In another embodiment, the method measures the level of HSP70, C-reactive protein (CRP), an FDP marker, and/cytomegalovirus (CMV) antibody by providing a bodily fluid; contacting the homogenate with an biomarker-specific binding reagent under conditions that allow binding of the reagent to HSP70, C-reactive protein (CRP), an FDP marker, and/or anti-cytomegalovirus antibodies, if present, to form a complex; and detecting HSP70, CRP and an FDP marker and anti-cytomegalovirus antibodies, if any, in said subject biological sample by its immunoassay.

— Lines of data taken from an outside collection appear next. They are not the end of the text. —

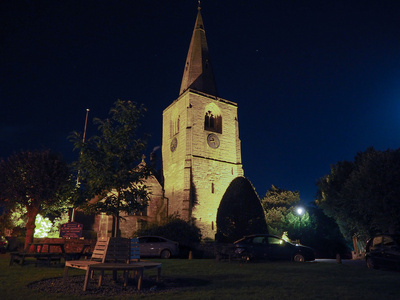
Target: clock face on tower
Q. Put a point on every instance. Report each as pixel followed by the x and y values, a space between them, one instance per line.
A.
pixel 174 144
pixel 213 140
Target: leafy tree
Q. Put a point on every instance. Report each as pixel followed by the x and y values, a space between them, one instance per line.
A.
pixel 280 215
pixel 363 196
pixel 240 212
pixel 110 179
pixel 313 228
pixel 39 181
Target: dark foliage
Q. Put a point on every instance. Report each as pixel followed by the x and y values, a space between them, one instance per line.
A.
pixel 363 196
pixel 240 212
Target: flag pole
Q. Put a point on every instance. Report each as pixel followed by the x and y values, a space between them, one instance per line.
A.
pixel 83 142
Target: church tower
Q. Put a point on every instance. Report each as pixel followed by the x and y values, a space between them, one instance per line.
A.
pixel 200 141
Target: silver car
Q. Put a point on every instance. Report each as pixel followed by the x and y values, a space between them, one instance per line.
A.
pixel 157 246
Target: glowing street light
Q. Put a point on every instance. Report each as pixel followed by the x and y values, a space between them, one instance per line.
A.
pixel 300 211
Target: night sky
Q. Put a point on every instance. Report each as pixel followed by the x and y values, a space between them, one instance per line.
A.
pixel 315 81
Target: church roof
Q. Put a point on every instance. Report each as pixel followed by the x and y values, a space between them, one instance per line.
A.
pixel 198 73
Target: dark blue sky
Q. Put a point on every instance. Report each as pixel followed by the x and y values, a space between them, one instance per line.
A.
pixel 315 81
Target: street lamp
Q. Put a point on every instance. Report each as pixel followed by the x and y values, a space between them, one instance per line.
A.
pixel 300 211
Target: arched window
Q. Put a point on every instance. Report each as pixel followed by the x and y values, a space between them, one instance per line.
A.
pixel 212 122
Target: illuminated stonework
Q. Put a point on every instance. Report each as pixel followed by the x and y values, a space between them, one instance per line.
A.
pixel 197 174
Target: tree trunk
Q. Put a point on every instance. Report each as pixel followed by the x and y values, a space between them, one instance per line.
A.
pixel 30 225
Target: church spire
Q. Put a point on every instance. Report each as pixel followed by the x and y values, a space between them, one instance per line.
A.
pixel 198 74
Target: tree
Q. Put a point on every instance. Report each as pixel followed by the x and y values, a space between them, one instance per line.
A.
pixel 110 177
pixel 39 181
pixel 363 196
pixel 240 212
pixel 280 215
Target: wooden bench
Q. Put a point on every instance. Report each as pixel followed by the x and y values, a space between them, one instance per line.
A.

In some examples, the risk of the given adverse outcome is deemed increased, such as by 2, 3, 4, 5, 6, or more times, if the levels are higher than control levels, or significantly higher, or a particular degree higher, e.g., deemed elevated (compared to a situation where the levels were not as such). In one example, the FDP marker is elevated if greater than 1 microgram per milliliter. In one example, the CRP gene product is elevated if greater than three milligrams per milliliter of sample. In one example, the HSP70 gene product is elevated if detected.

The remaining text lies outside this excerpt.